Я увидел ничем не примечательного человека в вышитой белой рубахе, темных брюках и сапогах, который что-то высматривал в окно, стоя в просторной и почти пустой комнате. Он чуть застенчиво взглянул на меня и с дружеской открытостью пожал мне руку. Ничем не примечательны были и черты его лица; их нельзя было назвать ни безупречными, ни, уж тем более, «утонченными». Взгляд блуждал где-то в стороне от меня, но не потому, что мой собеседник избегал смотреть мне в лицо — он был начисто лишен того непомерного любопытства, которое понуждало его предшественника на протяжении всей беседы пристально смотреть на меня из-под ладони, прикрывавшей больной глаз.

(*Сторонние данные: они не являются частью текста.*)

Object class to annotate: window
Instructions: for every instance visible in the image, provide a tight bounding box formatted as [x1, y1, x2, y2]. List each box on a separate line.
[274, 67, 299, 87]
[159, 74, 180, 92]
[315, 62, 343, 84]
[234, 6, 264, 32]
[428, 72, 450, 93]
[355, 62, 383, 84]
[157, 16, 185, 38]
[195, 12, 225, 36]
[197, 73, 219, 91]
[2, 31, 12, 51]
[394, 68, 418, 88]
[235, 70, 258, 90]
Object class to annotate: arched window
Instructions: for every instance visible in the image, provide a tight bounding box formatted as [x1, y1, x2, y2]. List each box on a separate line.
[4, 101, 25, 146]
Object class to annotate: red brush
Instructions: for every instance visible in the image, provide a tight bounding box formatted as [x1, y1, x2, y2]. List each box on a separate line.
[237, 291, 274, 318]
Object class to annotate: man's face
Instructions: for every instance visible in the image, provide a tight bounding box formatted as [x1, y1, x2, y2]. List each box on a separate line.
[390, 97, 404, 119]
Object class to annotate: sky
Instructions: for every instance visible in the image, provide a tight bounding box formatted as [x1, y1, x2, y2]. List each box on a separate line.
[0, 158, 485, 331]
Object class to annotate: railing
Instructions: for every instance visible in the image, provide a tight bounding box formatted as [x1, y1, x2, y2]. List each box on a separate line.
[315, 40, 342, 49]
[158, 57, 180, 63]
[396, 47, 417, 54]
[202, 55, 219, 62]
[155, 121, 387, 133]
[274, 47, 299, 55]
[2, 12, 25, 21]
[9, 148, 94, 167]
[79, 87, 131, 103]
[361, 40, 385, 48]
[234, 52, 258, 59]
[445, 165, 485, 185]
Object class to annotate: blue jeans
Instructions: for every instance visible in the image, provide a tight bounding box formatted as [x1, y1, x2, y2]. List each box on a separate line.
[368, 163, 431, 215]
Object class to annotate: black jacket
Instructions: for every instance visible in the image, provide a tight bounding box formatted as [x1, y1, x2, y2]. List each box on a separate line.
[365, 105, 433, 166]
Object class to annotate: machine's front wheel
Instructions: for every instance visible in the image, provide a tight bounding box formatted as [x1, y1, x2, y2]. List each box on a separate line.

Начал я с того, что рассказал ему, как Ленин в конце разговора заметил: «Возвращайтесь и посмотрите на нас через десять лет». Я протянул все четырнадцать, но теперь повстречался в Вашингтоне с Франклином Рузвельтом и, пока мои вашингтонские впечатления еще свежи, захотел встретиться с мозговым центром Кремля, поскольку считаю, что именно эти два человека, и только они, определяют будущее человечества. Он ответил обычной формулой ложной скромности — все это мелочи, сущие пустяки.

Мы никак не могли преодолеть застенчивости. Оба были настроены дружелюбно, нам хотелось добиться непринужденности, но ее не было. Его, по-видимому, очень смущало неравенство нашего положения, но он держался естественно и понимал, что разговор затронет очень значительные темы. Он предложил сесть за стол; господин Уманский сел рядом с нами, достал свой блокнот, открыл его и разгладил с видом деловитым и ожидающим.